Multidisciplinary professional services organization

11 minute read 12 Jun 2020

Sustainability is just as important now. Here are some practical steps for staying on track during the crisis.

Sustainability and ESG are now more important than ever.

The novel coronavirus (COVID-19) is testing our health, social and economic systems in extreme ways. This crisis is unlike many other disasters we have witnessed in recent years with respect to its pervasiveness and the speed at which it has affected, directly or indirectly, billions of people around the world.

As people and organizations face extreme circumstances and need to make immediate decisions, the present is, understandably, often prioritized over the future. When possible, it is important to balance responding to the crisis in the short term with maintaining resiliency to other risks facing business and society in the long term. For example, in the 2020 annual risk report from the World Economic Forum (WEF), the top five risks in terms of likelihood were environmental, and the top four of five risks in terms of impact were both social and environmental in nature. (1)

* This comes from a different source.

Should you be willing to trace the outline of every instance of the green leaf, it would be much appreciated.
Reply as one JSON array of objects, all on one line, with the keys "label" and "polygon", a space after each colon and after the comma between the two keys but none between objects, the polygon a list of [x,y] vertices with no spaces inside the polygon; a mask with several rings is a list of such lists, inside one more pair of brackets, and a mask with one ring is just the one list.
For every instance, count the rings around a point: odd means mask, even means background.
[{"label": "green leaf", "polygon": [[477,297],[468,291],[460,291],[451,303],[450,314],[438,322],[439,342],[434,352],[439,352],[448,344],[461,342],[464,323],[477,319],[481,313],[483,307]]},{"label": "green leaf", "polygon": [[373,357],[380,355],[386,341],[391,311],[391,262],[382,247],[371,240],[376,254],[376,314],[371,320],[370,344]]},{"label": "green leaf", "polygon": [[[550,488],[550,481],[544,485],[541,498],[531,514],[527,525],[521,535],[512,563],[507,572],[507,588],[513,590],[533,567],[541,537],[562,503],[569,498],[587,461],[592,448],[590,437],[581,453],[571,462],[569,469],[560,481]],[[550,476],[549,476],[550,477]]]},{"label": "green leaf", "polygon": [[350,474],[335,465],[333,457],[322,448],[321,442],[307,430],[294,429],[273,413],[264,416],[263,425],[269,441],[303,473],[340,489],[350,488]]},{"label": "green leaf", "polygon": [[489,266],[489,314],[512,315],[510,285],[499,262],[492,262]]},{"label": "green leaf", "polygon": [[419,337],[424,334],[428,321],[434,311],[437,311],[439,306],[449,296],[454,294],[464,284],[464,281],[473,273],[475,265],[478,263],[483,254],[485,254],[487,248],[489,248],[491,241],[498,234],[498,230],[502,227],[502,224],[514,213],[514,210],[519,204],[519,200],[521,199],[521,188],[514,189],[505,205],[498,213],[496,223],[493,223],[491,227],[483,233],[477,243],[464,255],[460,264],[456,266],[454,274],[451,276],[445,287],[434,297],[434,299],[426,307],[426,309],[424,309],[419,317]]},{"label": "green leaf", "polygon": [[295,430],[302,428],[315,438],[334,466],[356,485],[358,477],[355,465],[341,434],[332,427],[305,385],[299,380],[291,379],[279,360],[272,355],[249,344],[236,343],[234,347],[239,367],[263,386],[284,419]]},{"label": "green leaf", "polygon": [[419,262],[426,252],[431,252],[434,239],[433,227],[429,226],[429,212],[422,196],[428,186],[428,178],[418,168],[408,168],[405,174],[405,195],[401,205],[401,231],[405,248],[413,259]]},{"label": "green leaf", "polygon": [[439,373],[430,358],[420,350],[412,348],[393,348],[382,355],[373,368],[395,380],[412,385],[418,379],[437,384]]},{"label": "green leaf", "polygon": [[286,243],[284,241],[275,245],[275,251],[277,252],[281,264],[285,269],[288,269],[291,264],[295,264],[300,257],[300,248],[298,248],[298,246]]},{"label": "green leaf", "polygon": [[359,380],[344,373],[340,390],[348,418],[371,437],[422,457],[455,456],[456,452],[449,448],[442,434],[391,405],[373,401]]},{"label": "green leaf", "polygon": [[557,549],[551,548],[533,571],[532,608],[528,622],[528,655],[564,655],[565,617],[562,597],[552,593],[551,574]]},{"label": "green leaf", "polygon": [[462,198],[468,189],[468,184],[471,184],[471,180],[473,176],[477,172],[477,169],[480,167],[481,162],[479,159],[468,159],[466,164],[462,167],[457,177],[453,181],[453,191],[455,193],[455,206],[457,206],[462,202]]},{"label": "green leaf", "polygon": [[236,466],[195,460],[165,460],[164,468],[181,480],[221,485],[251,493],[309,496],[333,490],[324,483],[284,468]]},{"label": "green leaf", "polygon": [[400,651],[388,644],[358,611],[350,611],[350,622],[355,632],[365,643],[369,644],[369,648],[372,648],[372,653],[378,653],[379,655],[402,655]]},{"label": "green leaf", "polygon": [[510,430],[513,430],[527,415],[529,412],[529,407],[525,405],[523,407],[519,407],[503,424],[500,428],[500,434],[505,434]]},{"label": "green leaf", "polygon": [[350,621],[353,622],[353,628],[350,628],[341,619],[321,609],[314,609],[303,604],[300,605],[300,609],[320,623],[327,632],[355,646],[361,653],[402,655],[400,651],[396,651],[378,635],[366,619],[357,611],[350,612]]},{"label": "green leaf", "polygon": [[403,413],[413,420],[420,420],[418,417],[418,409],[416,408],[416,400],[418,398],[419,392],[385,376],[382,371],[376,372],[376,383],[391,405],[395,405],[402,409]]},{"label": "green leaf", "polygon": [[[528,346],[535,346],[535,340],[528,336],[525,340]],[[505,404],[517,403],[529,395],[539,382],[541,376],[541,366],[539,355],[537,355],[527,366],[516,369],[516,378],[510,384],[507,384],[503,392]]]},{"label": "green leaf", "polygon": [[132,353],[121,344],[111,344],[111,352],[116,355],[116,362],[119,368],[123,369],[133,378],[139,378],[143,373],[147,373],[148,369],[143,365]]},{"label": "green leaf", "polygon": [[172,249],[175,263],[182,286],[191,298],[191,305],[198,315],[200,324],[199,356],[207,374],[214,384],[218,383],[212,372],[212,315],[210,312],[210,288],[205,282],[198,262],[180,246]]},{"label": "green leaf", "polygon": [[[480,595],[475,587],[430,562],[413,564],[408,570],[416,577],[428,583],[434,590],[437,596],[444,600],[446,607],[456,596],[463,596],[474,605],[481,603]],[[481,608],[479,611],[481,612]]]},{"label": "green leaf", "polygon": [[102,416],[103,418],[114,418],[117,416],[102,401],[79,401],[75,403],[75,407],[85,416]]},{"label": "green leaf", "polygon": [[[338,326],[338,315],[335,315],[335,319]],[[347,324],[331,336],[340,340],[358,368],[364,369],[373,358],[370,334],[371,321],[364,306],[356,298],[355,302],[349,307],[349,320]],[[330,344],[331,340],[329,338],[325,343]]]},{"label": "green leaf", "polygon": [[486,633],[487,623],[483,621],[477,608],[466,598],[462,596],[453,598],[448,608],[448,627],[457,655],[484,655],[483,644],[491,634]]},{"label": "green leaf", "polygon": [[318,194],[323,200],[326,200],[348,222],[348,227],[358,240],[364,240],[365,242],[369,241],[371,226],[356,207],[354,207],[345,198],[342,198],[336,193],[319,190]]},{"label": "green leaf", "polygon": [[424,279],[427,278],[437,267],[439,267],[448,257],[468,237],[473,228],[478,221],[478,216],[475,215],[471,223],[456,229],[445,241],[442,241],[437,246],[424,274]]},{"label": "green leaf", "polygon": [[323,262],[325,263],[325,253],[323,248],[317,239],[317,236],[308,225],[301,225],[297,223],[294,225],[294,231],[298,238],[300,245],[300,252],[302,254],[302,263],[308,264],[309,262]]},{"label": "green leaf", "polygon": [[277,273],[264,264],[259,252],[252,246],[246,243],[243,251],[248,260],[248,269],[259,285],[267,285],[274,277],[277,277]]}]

While the risk of a pandemic was noted as important in the report, and something for which we are unprepared globally, it was not identified as one of the top five risks in terms of likelihood or impact in the 2020 survey.

High-impact and highly probable risks, such as climate change, biodiversity loss and water crises, are just as present now as they were before the pandemic started and could amplify the challenges created by COVID-19. Thus, while dealing with the immediate challenges posed by COVID-19, maintaining strategies and programs that may reduce risks to other long-term threats will be important for building long-term organizational resiliency.(2)

Sustainability and environmental, social and governance (ESG) programs are key components of long-term value and business resiliency; but in the current crisis, they may seem like a luxury that can be sidelined for now.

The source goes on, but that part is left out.